“Ayah, boleh nggak aku buka pintu itu?” si bungsu yang masih berusia 7 tahun menunjuk ke pintu kamar berwarna hijau di ruang tengah.
Aku menggeleng.
“Kenapa nggak boleh, Ayah?”
“Kalau nggak boleh, ya, nggak boleh, Badran! Pasti ada alasannya!” Fani melotot.
“Tapi Badran pingin tahu alasannya, Kak!” si bungsu ngambek.
Kalau Badran sudah marah, dunia bisa runyam. Sebagai single parent, aku sering dibuat repot. Sebetulnya dokter sudah melarang kami punya anak lagi, tapi setelah Fani berumur 5 tahun dan bersekolah, rumah jadi terasa sepi. Kami memutuskan punya anak lagi. Risiko itu harus aku terima, Badran lahir selamat tapi ibunya tidak.
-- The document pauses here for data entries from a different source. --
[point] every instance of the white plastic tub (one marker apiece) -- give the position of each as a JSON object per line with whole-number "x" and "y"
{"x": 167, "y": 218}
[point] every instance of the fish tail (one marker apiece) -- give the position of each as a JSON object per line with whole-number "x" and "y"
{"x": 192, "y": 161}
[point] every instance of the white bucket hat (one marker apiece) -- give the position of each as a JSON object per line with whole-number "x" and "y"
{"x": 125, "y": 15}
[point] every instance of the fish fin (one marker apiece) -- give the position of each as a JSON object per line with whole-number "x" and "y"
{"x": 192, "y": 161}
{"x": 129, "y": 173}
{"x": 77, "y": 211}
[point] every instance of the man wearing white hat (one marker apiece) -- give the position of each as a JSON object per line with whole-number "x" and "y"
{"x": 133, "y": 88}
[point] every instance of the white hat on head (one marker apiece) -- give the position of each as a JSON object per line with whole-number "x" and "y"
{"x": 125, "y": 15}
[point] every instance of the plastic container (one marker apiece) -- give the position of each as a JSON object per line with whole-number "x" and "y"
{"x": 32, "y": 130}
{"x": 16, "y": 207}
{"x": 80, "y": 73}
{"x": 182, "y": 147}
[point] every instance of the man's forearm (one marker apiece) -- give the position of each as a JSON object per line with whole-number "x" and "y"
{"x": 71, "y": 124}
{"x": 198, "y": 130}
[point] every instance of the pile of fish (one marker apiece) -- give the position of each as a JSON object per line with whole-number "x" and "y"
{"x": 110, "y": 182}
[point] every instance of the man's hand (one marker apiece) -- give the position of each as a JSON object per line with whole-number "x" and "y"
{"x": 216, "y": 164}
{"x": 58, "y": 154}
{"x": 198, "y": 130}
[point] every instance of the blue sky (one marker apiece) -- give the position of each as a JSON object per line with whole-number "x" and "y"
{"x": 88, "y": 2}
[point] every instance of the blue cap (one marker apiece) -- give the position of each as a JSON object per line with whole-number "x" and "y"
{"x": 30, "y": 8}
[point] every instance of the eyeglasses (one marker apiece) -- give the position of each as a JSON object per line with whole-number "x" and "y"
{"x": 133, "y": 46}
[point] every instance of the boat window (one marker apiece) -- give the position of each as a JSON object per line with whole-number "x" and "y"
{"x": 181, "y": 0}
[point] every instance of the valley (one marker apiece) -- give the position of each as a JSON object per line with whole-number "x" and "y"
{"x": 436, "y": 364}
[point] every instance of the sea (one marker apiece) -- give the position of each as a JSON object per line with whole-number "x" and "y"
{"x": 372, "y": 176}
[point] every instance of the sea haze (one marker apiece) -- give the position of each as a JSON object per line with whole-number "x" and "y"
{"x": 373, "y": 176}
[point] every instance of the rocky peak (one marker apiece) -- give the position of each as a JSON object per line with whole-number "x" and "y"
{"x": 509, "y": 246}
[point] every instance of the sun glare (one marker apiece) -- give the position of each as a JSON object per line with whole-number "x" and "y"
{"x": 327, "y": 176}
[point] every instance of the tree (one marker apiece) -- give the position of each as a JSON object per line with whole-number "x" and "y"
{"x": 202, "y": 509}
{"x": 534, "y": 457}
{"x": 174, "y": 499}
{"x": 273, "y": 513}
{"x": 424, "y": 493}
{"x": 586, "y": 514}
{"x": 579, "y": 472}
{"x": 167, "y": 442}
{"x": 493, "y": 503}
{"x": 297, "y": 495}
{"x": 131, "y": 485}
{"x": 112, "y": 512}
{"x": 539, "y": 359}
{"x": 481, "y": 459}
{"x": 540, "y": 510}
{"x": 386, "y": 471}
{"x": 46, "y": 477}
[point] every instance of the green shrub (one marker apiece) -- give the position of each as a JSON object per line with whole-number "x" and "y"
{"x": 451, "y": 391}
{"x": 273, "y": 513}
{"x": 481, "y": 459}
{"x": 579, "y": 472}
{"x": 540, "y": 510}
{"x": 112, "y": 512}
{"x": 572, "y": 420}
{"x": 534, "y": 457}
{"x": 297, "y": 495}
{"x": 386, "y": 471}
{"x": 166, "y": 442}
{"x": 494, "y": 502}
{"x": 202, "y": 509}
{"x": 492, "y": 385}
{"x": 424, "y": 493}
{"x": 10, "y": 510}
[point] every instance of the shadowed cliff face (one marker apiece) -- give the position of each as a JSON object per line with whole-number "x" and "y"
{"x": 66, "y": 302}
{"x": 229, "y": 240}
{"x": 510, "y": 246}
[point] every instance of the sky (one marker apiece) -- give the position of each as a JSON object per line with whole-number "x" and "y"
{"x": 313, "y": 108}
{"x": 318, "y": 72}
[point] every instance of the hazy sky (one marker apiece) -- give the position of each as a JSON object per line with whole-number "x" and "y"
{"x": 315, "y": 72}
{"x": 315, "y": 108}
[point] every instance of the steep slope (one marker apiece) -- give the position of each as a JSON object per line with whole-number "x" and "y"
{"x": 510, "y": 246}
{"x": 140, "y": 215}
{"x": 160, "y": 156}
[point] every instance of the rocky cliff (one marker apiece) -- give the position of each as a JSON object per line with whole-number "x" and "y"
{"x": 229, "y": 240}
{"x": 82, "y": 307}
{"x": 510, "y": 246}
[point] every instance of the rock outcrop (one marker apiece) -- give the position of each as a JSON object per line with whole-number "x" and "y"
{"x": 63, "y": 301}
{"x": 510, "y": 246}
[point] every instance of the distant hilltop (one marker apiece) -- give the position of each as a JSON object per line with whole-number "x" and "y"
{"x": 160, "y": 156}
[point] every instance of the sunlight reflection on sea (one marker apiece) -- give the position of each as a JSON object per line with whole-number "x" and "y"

“Foto-foto ini, siapa, Ayah? Orang-orangnya hidup nggak?” Badran menunjuk ke dinding.
“Kata Om Karel, mereka adalah kakek-neneknya. Semua yang di foto itu, sudah meninggal.”
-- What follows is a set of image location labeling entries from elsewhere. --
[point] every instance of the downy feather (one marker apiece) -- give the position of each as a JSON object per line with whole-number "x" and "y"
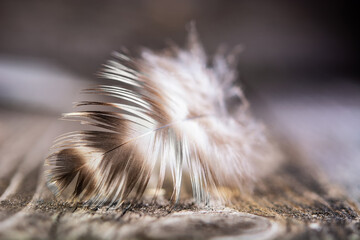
{"x": 171, "y": 113}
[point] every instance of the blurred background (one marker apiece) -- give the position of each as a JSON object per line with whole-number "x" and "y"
{"x": 299, "y": 66}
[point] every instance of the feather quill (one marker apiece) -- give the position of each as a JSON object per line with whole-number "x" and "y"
{"x": 170, "y": 113}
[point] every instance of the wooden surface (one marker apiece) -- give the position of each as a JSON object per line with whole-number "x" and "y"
{"x": 295, "y": 202}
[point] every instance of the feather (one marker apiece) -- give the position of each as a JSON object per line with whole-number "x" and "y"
{"x": 170, "y": 113}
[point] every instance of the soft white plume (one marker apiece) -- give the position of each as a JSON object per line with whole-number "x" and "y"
{"x": 166, "y": 113}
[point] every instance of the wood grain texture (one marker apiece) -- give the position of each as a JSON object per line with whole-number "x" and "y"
{"x": 295, "y": 202}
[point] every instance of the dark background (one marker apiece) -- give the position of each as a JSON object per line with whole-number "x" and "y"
{"x": 285, "y": 42}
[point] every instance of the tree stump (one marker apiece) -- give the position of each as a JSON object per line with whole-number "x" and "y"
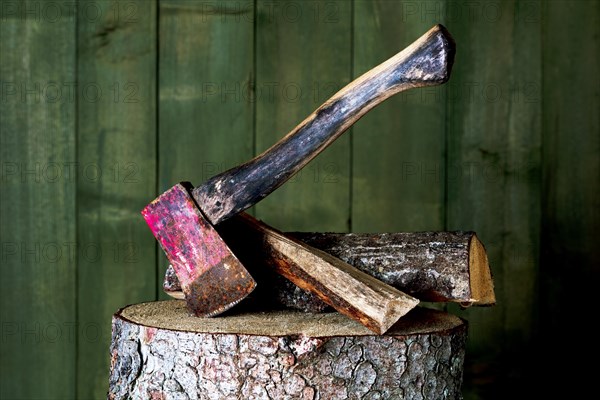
{"x": 158, "y": 351}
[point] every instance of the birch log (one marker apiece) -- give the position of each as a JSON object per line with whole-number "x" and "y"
{"x": 159, "y": 352}
{"x": 431, "y": 266}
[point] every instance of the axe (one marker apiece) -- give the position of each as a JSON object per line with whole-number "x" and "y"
{"x": 183, "y": 218}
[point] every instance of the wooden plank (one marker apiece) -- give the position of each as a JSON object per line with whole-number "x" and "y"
{"x": 493, "y": 166}
{"x": 205, "y": 91}
{"x": 303, "y": 56}
{"x": 571, "y": 166}
{"x": 117, "y": 156}
{"x": 37, "y": 149}
{"x": 398, "y": 149}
“Mereka jadi hantu nggak, Ayah?”
Aku hanya menggeleng.
“Badran pernah nonton di YouTube, kalau rumah tua ada banyak lukisannya, berarti rumah itu berhantu, Ayah.”
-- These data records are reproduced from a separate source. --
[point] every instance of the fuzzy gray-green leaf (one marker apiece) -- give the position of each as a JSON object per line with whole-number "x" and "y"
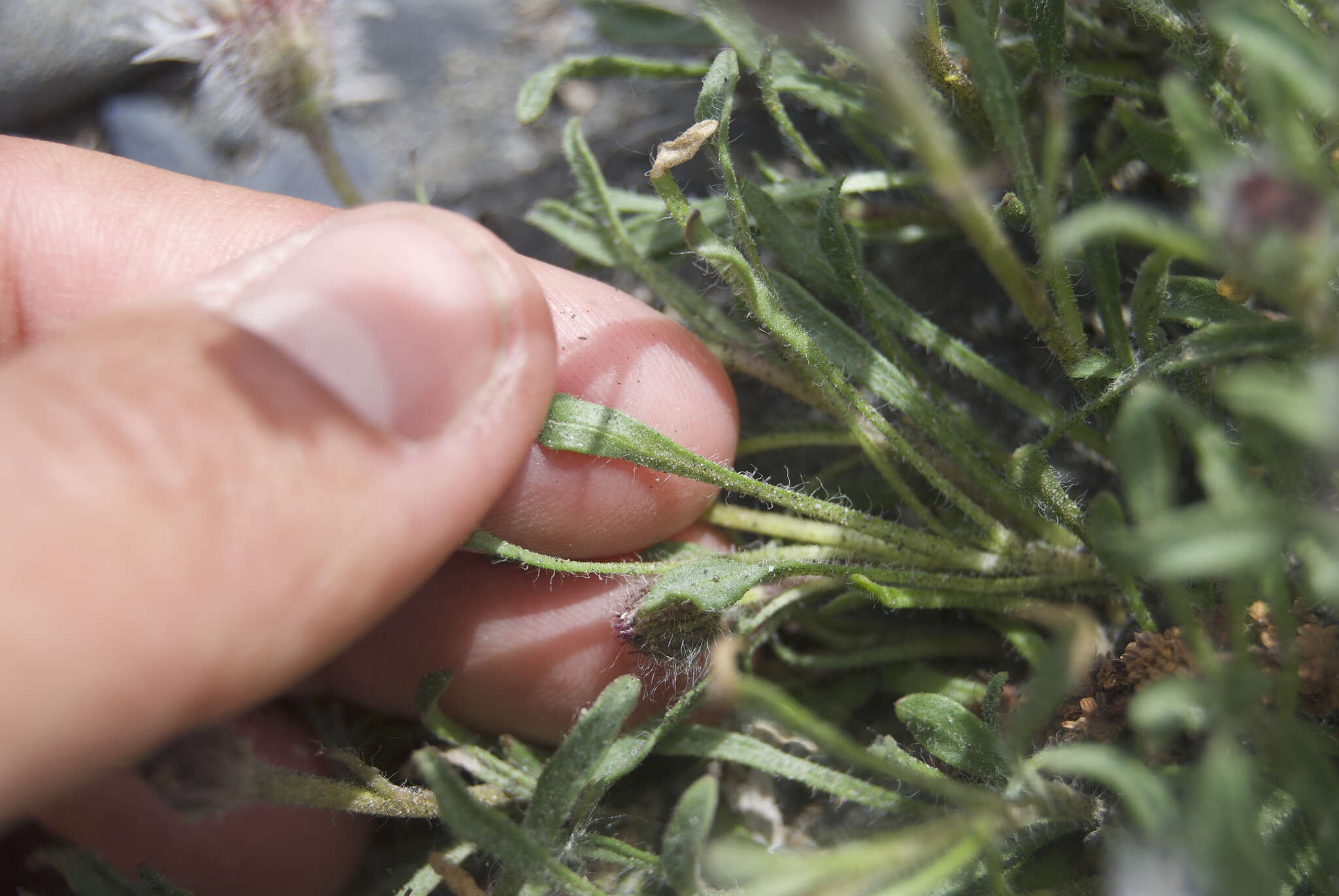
{"x": 713, "y": 584}
{"x": 576, "y": 759}
{"x": 430, "y": 690}
{"x": 686, "y": 836}
{"x": 493, "y": 831}
{"x": 954, "y": 736}
{"x": 628, "y": 22}
{"x": 84, "y": 871}
{"x": 537, "y": 91}
{"x": 1046, "y": 23}
{"x": 1144, "y": 796}
{"x": 1104, "y": 269}
{"x": 728, "y": 746}
{"x": 718, "y": 88}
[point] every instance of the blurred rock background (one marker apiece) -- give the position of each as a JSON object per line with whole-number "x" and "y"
{"x": 66, "y": 75}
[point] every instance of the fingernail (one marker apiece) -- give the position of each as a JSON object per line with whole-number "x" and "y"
{"x": 399, "y": 319}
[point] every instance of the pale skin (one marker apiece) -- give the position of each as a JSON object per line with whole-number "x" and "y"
{"x": 193, "y": 527}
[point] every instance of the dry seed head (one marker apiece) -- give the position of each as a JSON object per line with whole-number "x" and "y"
{"x": 288, "y": 59}
{"x": 683, "y": 148}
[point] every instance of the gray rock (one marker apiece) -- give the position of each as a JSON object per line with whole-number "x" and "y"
{"x": 458, "y": 66}
{"x": 57, "y": 54}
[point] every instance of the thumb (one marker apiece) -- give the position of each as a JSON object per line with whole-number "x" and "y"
{"x": 205, "y": 500}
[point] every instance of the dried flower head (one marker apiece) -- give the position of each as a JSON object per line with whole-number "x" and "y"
{"x": 292, "y": 61}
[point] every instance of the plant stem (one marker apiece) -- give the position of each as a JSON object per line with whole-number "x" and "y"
{"x": 318, "y": 134}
“Badran! Bisa diem nggak, sih?” Fani yang sedari tadi asik main HP bangkit dan masuk ke kamar depan.
BUM!
Pintu kamar dibanting.
Sore tadi kami tiba. Aku sudah berjanji mengajak liburan Fani dan Badran ke sini. Ada villa temanku yang boleh kami isi persis di pinggir danau.
“Tapi kau jangan buka itu pintu berwarna hijau, ya,” pesan temanku.
“Kamu kunci aja pintunya.”
“Justru itu, kenapa aku larang kau buka pintunya, karena itu pintu tidak bisa dikunci!”
“Emangnya ada apa di balik pitu berwarna hijau itu?”
“Ah, kau! Tidak usah banyak tanyalah soal pintu kamar berwarna hijau itu! Sudah, janganlah kau buka!”
“Ah! Si Badran itu rasa ingin tahunya besar sekali!”
“Ya, kau harus jagalah itu si Tuyul! Jangan sampai kau kecolongan!” Karel terbahak-bahak.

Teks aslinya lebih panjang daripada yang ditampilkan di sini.